IEEE Trans Cybern. 2013 Dec;43(6):2122-34. doi: 10.1109/TCYB.2013.2240451.
This paper is concerned with the problem of mean-square exponential stability of uncertain neural networks with time-varying delay and stochastic perturbation. Both linear and nonlinear stochastic perturbations are considered. The main features of this paper are twofold: 1) Based on generalized Finsler lemma, some improved delay-dependent stability criteria are established, which are more efficient than the existing ones in terms of less conservatism and lower computational complexity; and 2) when the nonlinear stochastic perturbation acting on the system satisfies a class of Lipschitz linear growth conditions, the restrictive condition P < δI (or the similar ones) in the existing results can be relaxed under some assumptions.

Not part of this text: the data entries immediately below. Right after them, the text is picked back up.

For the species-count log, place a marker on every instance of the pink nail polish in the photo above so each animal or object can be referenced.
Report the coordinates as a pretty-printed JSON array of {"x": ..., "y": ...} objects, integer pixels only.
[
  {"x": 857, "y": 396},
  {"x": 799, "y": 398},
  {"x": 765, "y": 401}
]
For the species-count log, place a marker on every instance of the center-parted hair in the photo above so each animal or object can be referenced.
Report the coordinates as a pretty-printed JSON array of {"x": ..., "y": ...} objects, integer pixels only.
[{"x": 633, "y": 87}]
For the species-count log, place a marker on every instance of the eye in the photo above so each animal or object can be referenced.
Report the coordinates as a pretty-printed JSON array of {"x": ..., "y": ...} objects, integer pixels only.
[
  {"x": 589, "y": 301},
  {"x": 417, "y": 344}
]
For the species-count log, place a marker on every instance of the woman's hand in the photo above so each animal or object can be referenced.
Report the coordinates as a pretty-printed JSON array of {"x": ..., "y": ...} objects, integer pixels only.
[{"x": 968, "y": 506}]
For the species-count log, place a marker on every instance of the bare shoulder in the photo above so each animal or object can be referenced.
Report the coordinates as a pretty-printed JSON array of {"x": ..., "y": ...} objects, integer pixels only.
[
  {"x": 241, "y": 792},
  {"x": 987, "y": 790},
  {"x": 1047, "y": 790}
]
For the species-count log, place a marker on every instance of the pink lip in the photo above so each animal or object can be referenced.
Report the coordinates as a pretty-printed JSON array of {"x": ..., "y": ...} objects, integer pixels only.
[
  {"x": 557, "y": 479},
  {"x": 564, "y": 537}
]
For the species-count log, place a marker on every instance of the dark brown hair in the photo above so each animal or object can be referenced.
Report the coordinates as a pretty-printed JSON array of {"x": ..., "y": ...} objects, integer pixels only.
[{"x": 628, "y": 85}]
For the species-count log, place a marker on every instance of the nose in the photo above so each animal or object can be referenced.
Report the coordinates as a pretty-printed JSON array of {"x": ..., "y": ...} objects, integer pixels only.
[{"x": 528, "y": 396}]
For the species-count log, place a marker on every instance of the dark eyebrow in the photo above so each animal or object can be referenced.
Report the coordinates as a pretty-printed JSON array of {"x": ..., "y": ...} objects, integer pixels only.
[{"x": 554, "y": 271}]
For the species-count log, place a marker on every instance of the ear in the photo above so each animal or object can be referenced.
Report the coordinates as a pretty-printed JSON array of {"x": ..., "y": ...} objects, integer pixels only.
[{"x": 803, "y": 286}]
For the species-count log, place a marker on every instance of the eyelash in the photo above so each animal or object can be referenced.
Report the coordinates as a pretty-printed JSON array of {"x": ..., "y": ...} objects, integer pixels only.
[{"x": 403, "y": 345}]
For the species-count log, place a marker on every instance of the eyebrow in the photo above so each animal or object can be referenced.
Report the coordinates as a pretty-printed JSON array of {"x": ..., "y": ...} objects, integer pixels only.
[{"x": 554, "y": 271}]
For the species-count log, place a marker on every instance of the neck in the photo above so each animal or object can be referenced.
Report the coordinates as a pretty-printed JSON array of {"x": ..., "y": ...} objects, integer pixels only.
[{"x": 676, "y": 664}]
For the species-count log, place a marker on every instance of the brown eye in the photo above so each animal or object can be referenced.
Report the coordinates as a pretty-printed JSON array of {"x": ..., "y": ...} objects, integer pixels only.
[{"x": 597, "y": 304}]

The usefulness of the proposed method is demonstrated by illustrative examples.
本文研究了具有时变时滞和随机扰动的不确定神经网络的均方指数稳定性问题。同时考虑了线性和非线性随机扰动。本文的主要特点有两点:1)基于广义 Finsler 引理,建立了一些改进的时滞相关稳定性判据,这些判据在保守性和计算复杂性方面都比现有判据更有效;2)当作用于系统的非线性随机扰动满足一类 Lipschitz 线性增长条件时,在某些假设下,可以放宽现有结果中 P < δI(或类似条件)的限制条件。通过实例验证了所提方法的有效性。